2021-06-16 06:24:38 | 小説6

・25 

『水分咲月』   




 クラスは違ったが、噂は聞こえてきた。


 水分咲月のうわさ。

 退学もせずに、のうのうと留年して二回目の二年生をやっていることに、みんなが冷淡であること。

 下足ロッカーの中に「さっさと辞めちまえ」という心無い匿名のメモが入っていたこと。

 栞は、クラスに一日で溶け込めた。

 女子高生の人間関係なんて、最初のボタンのかけ方一つで大きく変わる。

 最初ボタンを掛け違うと、あとは何をやっても悪くとられてしまう。

 でも、勇気を出して仕切りなおせば道は開けてくるもの。時間はかかるだろうけど。

 なんと言っても、新学年は始まったばかりだ。

 悪意はないが、栞は、そんな突き放した気持ちで咲月のことを思っていた。

 

 選択授業の移動で、咲月のクラスの前を通った時のこと。

 クラスの大半から、特に女子から冷たい目で見られていることが分かった。

 咲月は負のオーラをまとって、俯いてスマホばかり見ている。

 こういうのって、嫌われるよね……栞は思った。

 通り過ぎようとしたら、咲月が、ネットニュースで、わずかに心を慰められたのを感じた。

 え?

 それは、天皇陛下がパラオのペリリュー島に出向かれたニュースだった。

「お久しぶり、あたしのこと覚えてる?」

 

 一人食堂の隅でランチを食べている咲月の斜め前にカツ丼を持って、栞は座った。

「ああ……靖国神社で」

「うん、まさか同じ学校だとは思わなかった」

 意外そうな気持ちの咲月だったが、今までで一番開いた気持ちになっているのが分かった。

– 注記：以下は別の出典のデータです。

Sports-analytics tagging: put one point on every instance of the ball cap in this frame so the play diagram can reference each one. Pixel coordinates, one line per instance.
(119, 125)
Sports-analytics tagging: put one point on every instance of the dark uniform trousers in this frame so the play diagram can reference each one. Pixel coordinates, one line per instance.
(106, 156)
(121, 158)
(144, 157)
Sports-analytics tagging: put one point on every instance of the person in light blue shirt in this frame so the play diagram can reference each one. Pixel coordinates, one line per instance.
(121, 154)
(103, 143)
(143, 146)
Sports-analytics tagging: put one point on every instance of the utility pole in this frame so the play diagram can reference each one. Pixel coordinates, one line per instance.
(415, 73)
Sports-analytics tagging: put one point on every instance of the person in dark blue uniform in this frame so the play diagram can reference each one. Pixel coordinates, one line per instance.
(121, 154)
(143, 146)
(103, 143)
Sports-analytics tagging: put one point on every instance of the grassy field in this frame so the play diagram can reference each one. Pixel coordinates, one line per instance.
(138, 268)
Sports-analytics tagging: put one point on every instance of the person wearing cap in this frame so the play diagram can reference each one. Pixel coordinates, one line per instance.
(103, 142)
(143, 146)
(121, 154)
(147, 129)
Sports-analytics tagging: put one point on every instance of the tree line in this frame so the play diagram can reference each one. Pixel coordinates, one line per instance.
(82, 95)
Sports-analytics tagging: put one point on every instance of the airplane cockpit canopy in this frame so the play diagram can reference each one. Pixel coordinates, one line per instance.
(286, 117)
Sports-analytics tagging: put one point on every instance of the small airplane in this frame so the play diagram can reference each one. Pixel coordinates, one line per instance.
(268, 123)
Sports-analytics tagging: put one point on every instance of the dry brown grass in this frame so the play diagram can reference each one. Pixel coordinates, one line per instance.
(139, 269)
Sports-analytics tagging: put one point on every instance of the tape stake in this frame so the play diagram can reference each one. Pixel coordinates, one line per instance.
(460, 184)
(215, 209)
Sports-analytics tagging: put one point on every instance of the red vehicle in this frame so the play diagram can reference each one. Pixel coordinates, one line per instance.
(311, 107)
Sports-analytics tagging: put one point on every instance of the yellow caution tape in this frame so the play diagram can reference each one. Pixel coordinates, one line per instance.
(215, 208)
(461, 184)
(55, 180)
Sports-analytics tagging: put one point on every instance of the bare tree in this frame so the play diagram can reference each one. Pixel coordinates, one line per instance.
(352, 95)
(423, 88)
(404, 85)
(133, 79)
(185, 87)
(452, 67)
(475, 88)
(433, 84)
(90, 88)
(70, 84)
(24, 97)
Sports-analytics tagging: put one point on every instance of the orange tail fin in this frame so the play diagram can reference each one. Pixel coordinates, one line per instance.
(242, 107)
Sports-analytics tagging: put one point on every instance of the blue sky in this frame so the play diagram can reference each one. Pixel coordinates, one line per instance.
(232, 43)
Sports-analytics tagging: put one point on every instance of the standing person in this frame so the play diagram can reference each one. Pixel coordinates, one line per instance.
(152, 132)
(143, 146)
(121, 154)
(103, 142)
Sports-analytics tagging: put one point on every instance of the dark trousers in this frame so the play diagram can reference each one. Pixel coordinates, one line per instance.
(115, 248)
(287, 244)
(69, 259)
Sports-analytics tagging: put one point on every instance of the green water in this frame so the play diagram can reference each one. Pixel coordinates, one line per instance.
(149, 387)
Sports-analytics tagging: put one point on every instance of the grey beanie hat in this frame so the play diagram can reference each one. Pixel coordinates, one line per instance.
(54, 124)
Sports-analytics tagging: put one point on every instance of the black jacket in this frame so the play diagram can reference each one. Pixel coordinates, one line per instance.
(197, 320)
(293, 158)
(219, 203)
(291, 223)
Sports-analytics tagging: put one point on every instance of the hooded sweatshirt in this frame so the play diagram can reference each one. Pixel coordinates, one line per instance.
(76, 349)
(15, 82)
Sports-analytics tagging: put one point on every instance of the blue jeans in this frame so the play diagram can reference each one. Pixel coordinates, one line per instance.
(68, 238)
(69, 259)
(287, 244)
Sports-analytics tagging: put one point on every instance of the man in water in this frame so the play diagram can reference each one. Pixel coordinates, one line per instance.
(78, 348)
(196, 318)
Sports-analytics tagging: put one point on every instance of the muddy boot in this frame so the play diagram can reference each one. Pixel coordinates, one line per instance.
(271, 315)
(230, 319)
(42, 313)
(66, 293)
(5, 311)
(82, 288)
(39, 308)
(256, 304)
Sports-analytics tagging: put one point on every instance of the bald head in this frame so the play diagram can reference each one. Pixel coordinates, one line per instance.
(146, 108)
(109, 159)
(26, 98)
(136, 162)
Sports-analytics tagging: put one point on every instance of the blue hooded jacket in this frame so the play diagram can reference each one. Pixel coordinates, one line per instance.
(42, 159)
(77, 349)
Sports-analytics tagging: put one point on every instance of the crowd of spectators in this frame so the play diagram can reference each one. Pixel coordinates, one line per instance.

 駆潜艇咲月、ペリリュー島、AKPなどが、脈絡もなく栞の心に飛び込んできた。

 栞は思い切って正面から聞いてみた。

「駆潜艇咲月って、ペリリュー島に行ってたんだよね」

「よく知ってるわね?」

 さらに咲月の心が開いた。バラバラだった言葉が栞の中で一つになった。

 でも、栞の口から分かったとは言えない。咲月自身の口から聞かなければ会話にならないと思った。

 どうしようかと思っていると、咲月がランチを食べる手を休めて語り始めた……。